Leonardo Music Journal | Page 2 | Leonardo/ISASTwith Arizona State University

Leonardo Music Journal

LMJ 30 - Sociosonic Interventions: Distributed Authorship in Socially Engaged Sound Practices

How do creative sound practices function in the context of socially engaged art? Toward developing a practical methodology, this paper focuses on sound-led projects that stage socially engaged art practice in community settings, including some involving the author. Aesthetics, ethics and politics are employed as interrogative lenses for distributed creative processes.

LMJ 30 - Microbial Sensing: Constructing Perception through Technological Layers

The author introduces the concept of looking without seeing to describe the layered use of technology required to experience microorganisms during the making of The Stars Beneath Our Feet: an audiovisual installation for Lumiere Durham, a four-day international light festival produced by Artichoke in the U.K. First, the author describes the experience of technological layering when attempting to perceive microorganisms in the visual field and then the methodology adopted to determine how the same microorganisms might be perceived in the auditory field.

LMJ 30 - Tactical Soundwalking in the City: A Feminist Turn from Eye to Ear

This article investigates a turn from eye to ear in the literature and practice of walking-as-art. Arguing for listening as a feminist and ecologically oriented mode of engaging with the world, the author examines the practice of soundwalking (Westerkamp) and Deep Listening (Oliveros), placing them in conversation with the work of Michel de Certeau, and concludes with a discussion of the creative projects of Suzanne Thorpe, Viv Corringham and Amanda Gutierrez in order to chart the importance of relational listening practices today.

LMJ 30 - Interspecies Bodies and Watery Sonospheres: Listening in the Lab, the Archives and the Field

In this text, the author brings together scientific interspecies communication experiments, artistic practice and feminist posthumanities to inquire into the transformative role of sound and listening. Departing from an archive with recordings of human-dolphin language experiments, this research attends to sound as evidence and listening as a situated knowledge practice, with ethico-political implications that trouble Western, visually oriented knowledge systems.

LMJ 30 - Transductive Wind Music: Sharing the Danish Landscape with Wind Turbines

In this article the authors present their sound art project Nephew vs. Overheard as an exploration of a messy, fragile and incoherent local approach to public ecological art, an approach that aims at creating links of affectivity with technological creatures, such as large wind turbines, with which we share our landscape.

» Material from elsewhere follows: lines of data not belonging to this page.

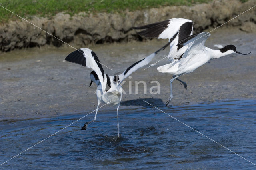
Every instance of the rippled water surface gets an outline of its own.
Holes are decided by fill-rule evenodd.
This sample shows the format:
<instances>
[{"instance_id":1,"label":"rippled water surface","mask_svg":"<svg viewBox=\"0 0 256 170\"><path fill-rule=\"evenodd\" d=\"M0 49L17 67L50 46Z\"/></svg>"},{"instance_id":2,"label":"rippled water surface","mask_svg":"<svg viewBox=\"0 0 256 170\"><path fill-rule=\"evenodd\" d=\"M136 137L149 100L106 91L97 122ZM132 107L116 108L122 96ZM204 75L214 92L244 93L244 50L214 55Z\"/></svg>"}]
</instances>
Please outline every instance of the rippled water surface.
<instances>
[{"instance_id":1,"label":"rippled water surface","mask_svg":"<svg viewBox=\"0 0 256 170\"><path fill-rule=\"evenodd\" d=\"M122 106L120 108L122 107ZM256 163L256 100L159 108ZM3 164L8 169L255 169L256 166L151 107L100 109ZM0 124L1 162L88 113ZM0 167L0 168L1 168Z\"/></svg>"}]
</instances>

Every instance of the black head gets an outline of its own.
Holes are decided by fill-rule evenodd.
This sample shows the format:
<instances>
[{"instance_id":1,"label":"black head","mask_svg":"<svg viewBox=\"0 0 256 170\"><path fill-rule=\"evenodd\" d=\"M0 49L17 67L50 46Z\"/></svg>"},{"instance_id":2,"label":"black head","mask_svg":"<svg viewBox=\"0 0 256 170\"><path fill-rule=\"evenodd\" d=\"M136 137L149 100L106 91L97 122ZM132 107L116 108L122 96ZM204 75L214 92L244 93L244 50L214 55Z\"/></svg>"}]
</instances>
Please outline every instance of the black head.
<instances>
[{"instance_id":1,"label":"black head","mask_svg":"<svg viewBox=\"0 0 256 170\"><path fill-rule=\"evenodd\" d=\"M227 46L226 46L223 48L220 49L220 52L222 52L222 53L226 52L227 51L230 50L232 50L236 52L236 47L234 45L228 45Z\"/></svg>"},{"instance_id":2,"label":"black head","mask_svg":"<svg viewBox=\"0 0 256 170\"><path fill-rule=\"evenodd\" d=\"M227 46L226 46L223 48L220 49L220 51L222 53L224 53L230 50L232 50L232 51L233 51L234 52L236 52L236 53L238 53L238 54L243 54L243 55L249 54L250 53L252 52L250 52L248 54L243 54L243 53L241 53L240 52L238 52L238 51L237 51L236 50L236 47L234 45L228 45Z\"/></svg>"}]
</instances>

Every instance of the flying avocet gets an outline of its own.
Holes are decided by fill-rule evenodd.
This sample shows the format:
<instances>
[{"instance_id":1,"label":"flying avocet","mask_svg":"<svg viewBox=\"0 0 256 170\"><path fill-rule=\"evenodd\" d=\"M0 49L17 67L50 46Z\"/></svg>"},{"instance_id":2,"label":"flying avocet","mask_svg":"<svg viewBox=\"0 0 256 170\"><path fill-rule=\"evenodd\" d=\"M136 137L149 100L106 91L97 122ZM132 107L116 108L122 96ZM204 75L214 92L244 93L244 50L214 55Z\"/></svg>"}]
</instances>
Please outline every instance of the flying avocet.
<instances>
[{"instance_id":1,"label":"flying avocet","mask_svg":"<svg viewBox=\"0 0 256 170\"><path fill-rule=\"evenodd\" d=\"M144 29L138 33L140 35L169 39L171 47L168 57L171 63L157 68L159 72L173 74L170 80L170 95L166 105L173 97L172 83L174 80L181 82L187 88L186 83L178 78L180 76L194 71L211 59L235 52L243 55L250 54L236 51L233 45L219 50L205 47L204 43L210 34L204 32L192 35L193 25L193 22L190 20L176 18L134 28Z\"/></svg>"},{"instance_id":2,"label":"flying avocet","mask_svg":"<svg viewBox=\"0 0 256 170\"><path fill-rule=\"evenodd\" d=\"M233 53L247 55L236 51L233 45L228 45L219 50L213 50L204 46L204 43L210 34L203 32L191 35L179 42L178 46L182 46L174 55L181 57L173 60L170 63L158 67L160 72L173 74L173 78L170 80L170 97L166 103L168 105L172 98L172 83L174 80L184 74L193 72L196 69L204 64L211 59L218 58ZM185 51L184 52L183 51ZM184 53L183 53L184 52Z\"/></svg>"}]
</instances>

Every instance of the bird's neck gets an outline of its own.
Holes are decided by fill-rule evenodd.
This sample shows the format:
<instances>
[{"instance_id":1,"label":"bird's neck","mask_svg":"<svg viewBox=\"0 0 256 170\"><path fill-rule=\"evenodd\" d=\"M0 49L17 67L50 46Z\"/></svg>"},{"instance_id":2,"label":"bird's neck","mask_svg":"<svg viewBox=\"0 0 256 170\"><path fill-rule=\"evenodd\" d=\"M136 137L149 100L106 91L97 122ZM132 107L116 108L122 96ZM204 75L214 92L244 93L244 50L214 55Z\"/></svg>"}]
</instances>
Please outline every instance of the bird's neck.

LMJ 30 - The Hearing Test: Evidence of a Vegetal Entity

The author’s artistic experiment The Hearing Test focuses on detection of high frequency clicking sounds that are emitted by the tips of plants’ roots. Scientists have claimed that plants’ roots produce high frequency clicks between 20 and 300 kHz by bursting air bubbles. But while the phenomenon has been described, its cause remains unexplained. This lack of knowledge opens up possibilities for multiple interpretations and invites experimental approaches as well as speculation concerning plant intelligence, the role of species-specific hearing and sound as evidence.

LMJ 30 - A Conflux of Musical Logics: Memory, History and the Improvisative Music of SLANT

The author discusses SLANT, an improvisation-based project he coconceived, recorded and performed on tenor saxophone in duo with pianist and new music specialist Richard Valitutto. The project deconstructs sound worlds such as late nineteenth-century Romanticism, avant-garde/free jazz, microtonal spectralism and southeast European rural music. Drawing on George Lewis’s systems of improvisative musicality, the article analyzes SLANT through the lens of sociomusical experience.

LMJ 30 - Now I’m Digital, Where Is My Ritual? Exploring Post-Digital Performance Objects as Totems for Agency and Ritual

The author argues that significant aspects of electronic music performance have been diminished in the rush to incorporate the latest, often discreet (as in intentionally unobtrusive) technologies. He identifies these aspects as agency, ritual and, to a lesser extent, serendipity and mess.

LMJ 30 - Exploring the Nexus of Holography and Holophony: In Visual Music Composition

In this article the author explores the idea that, owing to their shared three-dimensional nature, holophons and virtual holograms are well suited as mediums for visual music composition. This union is ripe with creative opportunity and fraught with challenges in the areas of aesthetics and technical implementation. Squarely situated upon the bleeding edge of phenomenological research and creative practice, this novel medium is within reach.